Let’s try it in Impala now:
[oracle@bigdatalite ~]$ impala-shell Starting Impala Shell without Kerberos authentication Connected to bigdatalite.localdomain:21000 Server version: impalad version 1.2.3 RELEASE (build 1cab04cdb88968a963a8ad6121a2e72a3a623eca) Welcome to the Impala shell. Press TAB twice to see a list of available commands.

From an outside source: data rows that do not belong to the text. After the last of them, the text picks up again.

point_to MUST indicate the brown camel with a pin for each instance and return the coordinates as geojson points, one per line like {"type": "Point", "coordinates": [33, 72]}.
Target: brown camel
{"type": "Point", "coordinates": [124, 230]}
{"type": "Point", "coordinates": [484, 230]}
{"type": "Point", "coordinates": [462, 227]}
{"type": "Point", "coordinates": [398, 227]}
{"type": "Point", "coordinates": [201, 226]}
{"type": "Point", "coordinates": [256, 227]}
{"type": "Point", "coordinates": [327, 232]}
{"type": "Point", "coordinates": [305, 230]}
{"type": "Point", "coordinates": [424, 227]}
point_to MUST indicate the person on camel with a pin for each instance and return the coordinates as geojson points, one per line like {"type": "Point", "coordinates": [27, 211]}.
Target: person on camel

Copyright (c) 2012 Cloudera, Inc. All rights reserved.
(Shell build version: Impala Shell v1.2.3 (1cab04c) built on Fri Dec 20 19:39:39 PST 2013)
[bigdatalite.localdomain:21000] > select count() from bi_airlines.flight_performance;
Query: select count() from bi_airlines.flight_performance
| count(*) |
| 19648958 |
Returned 1 row(s) in 1.09s
Ah, that’s more like it - the count this time was returned in just over a second, which is what you’d expect as Impala is optimised for ad-hoc queries, Hive for larger, batch-style SQL access and transformations. Moving over to OBIEE though, after creating a TNSNAMES connection through to the BigDataLite Oracle Database 12c database, I can import the external tables in just like any regular Oracle source:
Building the RPD against these tables is thereafter the same as any Oracle database source - no need to worry about Hive drivers, SQL dialects, Impala not being supported and so on.
But … when you come to run queries, it’s slow. As slow as accessing Hadoop data via Hive, in the order of minutes to return a result set to the dashboard.
And this is what you’d expect if you connected OBIEE to a file data source, or an Oracle external table. There’s no indexes on the underlying tables, no aggregates and so forth, and you’re not benefiting from the query optimisations you’d get with technologies such as Impala, Stinger from Hortonworks or whatever. In reality, if what you’re after is the convenience of connecting to Oracle tables rather than Hive or Impala ones, you’d just use the external tables you created to then load the data into regular Oracle tables, and just query those.
What ODCH is really for is data extraction and ETL, it’s not a high-performance ad-hoc query tool, and realistically you’d only really use it like this for initial prototyping or if your use-case really suited direct query access to HDFS file data. So - back to Impala then for this type of Hadoop access, though it’s a neat feature to be aware of, particularly in the context of ODI and bulk-loading Hadoop data into Oracle.